Reform is needed to strengthen California’s water trading market and minimize the impacts of the Sustainable Groundwater Management Act, according to a new report by the Public Policy Institute of California.

Most water sales in California come from the farm sector and the major buyers tend to be cities in the San Joaquin Valley and Southern California, with the latter receiving 15 percent of their supplies from trades. Water sales have also benefited the environment, accounting for 17 percent of the total market flows over the last 35 years. The practice also contributed to keeping farming areas productive and orchards alive during the extreme drought.

Trading is also impacting land values in regions with overdrafted groundwater basins. With SGMA months away from implementation, sales of agricultural land are already correlating with surface water access in the San Joaquin Valley. Daniel Sumner, an agricultural economist at the University of California, Davis, has pointed out that water trading presents a unique opportunity for growers to supplement their income by fallowing acreage on poor farming land and banking groundwater, selling it for profit during dry years.

water bucket

(chart courtesy PPIC)

But PPIC finds that the market has been mostly flat following large upticks in the 1980s and 1990s, while the regulatory process has grown complex. Most trading — up to 44 percent of sales — occurs in the same county or region. In presenting a report in February on the potential SGMA impacts to the San Joaquin Valley, Ellen Hanak, director of the PPIC Water Policy Center and lead author on both reports, said scaling up water trading within and across groundwater basin boundaries could reduce fallowing and economic impacts by as much as half.
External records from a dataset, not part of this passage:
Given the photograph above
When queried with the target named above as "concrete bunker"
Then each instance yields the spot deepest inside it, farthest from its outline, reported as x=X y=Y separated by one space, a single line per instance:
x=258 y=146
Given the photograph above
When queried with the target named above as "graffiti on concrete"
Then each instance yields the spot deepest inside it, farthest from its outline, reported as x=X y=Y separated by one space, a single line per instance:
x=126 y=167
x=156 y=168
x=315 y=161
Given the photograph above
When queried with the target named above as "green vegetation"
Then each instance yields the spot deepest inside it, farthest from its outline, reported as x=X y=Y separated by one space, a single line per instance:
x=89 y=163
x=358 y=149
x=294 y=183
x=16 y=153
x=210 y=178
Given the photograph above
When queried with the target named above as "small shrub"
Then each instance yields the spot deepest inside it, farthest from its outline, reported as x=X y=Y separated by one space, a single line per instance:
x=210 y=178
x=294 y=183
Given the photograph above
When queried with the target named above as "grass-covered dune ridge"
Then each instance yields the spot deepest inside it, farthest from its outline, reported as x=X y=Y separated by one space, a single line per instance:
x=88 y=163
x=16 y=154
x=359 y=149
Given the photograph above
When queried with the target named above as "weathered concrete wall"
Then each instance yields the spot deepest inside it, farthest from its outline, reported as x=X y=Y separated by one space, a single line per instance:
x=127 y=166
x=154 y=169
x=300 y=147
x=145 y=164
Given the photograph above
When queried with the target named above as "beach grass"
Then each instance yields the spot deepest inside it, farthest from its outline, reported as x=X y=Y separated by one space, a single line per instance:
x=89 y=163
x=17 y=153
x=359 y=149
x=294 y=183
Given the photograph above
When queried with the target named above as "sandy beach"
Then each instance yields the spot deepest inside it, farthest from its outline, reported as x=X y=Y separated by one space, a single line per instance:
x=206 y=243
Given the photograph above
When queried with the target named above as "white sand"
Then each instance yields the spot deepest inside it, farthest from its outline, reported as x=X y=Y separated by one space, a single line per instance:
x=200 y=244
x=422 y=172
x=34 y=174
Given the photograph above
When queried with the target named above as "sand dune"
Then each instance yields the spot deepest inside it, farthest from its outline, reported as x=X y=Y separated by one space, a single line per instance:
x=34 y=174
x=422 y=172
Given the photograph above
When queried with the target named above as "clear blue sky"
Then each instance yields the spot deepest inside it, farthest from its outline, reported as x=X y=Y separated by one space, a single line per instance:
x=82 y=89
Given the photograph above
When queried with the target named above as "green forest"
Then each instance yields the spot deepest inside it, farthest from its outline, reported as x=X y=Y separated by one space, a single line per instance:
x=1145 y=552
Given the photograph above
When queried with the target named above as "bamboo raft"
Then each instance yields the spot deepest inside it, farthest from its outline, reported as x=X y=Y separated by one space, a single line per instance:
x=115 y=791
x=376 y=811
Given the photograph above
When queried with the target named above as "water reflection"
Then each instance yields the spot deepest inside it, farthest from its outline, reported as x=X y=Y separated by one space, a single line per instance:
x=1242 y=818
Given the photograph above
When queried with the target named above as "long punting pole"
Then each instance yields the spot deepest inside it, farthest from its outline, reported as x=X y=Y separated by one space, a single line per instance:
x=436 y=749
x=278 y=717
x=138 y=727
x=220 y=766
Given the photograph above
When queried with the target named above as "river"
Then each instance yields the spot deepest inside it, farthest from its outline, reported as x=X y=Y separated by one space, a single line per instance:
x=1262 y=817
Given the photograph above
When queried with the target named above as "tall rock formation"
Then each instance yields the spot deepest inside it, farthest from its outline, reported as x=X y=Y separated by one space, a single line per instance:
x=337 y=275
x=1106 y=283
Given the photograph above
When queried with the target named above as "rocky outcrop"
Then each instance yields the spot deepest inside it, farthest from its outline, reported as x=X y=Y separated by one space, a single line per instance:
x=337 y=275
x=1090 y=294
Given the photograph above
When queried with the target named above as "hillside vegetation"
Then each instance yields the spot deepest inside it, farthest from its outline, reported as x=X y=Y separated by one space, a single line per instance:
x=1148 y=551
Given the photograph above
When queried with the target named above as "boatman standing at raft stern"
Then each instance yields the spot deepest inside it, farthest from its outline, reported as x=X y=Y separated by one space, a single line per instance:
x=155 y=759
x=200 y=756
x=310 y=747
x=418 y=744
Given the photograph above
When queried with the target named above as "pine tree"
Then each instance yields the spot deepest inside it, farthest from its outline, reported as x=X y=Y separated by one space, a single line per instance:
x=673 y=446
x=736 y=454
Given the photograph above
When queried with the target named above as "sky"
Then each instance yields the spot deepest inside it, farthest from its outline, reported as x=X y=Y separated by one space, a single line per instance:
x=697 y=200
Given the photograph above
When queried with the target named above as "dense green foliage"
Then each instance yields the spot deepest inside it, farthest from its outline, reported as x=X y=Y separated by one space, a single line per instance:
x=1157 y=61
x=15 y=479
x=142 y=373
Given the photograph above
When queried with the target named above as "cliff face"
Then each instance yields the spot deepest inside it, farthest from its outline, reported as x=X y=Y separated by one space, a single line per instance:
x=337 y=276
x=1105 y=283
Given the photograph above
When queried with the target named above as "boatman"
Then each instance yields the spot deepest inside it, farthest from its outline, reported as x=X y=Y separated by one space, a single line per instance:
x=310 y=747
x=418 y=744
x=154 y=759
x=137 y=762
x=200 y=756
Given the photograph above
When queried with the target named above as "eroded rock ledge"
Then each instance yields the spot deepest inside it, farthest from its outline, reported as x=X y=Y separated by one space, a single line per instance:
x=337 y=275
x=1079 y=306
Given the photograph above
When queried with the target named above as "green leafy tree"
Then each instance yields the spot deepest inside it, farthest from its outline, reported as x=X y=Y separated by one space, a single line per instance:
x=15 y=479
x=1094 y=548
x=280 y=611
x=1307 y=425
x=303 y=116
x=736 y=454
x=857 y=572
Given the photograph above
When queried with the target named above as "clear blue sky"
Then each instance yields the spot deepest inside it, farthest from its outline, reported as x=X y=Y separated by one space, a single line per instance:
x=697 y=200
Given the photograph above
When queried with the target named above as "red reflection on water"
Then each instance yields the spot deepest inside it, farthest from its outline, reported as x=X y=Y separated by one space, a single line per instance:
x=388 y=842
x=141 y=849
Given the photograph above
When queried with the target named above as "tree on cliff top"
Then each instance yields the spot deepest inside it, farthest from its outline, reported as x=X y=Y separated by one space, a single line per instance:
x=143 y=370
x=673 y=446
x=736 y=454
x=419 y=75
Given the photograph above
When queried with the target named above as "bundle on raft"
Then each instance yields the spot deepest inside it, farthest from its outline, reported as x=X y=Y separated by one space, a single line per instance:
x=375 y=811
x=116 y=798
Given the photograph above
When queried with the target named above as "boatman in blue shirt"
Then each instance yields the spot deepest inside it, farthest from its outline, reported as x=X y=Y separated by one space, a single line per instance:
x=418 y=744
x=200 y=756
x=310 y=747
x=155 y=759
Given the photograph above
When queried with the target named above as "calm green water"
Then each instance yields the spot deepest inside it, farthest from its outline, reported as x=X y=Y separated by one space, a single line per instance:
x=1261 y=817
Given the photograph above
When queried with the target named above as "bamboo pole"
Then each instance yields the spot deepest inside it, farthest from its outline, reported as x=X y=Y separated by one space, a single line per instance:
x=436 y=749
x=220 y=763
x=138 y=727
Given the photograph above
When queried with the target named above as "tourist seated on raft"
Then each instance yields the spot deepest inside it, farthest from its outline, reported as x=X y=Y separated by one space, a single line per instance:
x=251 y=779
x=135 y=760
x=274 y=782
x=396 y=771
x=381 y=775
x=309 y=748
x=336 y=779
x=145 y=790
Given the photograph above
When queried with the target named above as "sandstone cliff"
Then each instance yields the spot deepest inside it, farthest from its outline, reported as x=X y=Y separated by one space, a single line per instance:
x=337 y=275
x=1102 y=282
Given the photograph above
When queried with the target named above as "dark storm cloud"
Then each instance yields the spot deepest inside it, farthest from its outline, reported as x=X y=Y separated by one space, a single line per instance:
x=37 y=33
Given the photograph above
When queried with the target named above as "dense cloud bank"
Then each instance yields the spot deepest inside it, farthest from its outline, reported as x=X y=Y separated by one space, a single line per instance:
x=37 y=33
According to the new report, the regulatory process for trading water is “fragmented and inconsistent” and varies by the type of water right, the restrictions from individual irrigation districts and the many groundwater sustainability plans currently being drafted.

The report emphasizes the need for a more centralized and accurate accounting of the water available for trading and to establish caps for sellers that would maintain environmental and legal protections. Another weak point is neglected infrastructure for water conveyance, which would be used for transporting the water trades.

PPIC has appealed to the legislature, state agencies and the governor’s office for a statewide effort to upgrade and streamline the water trading process.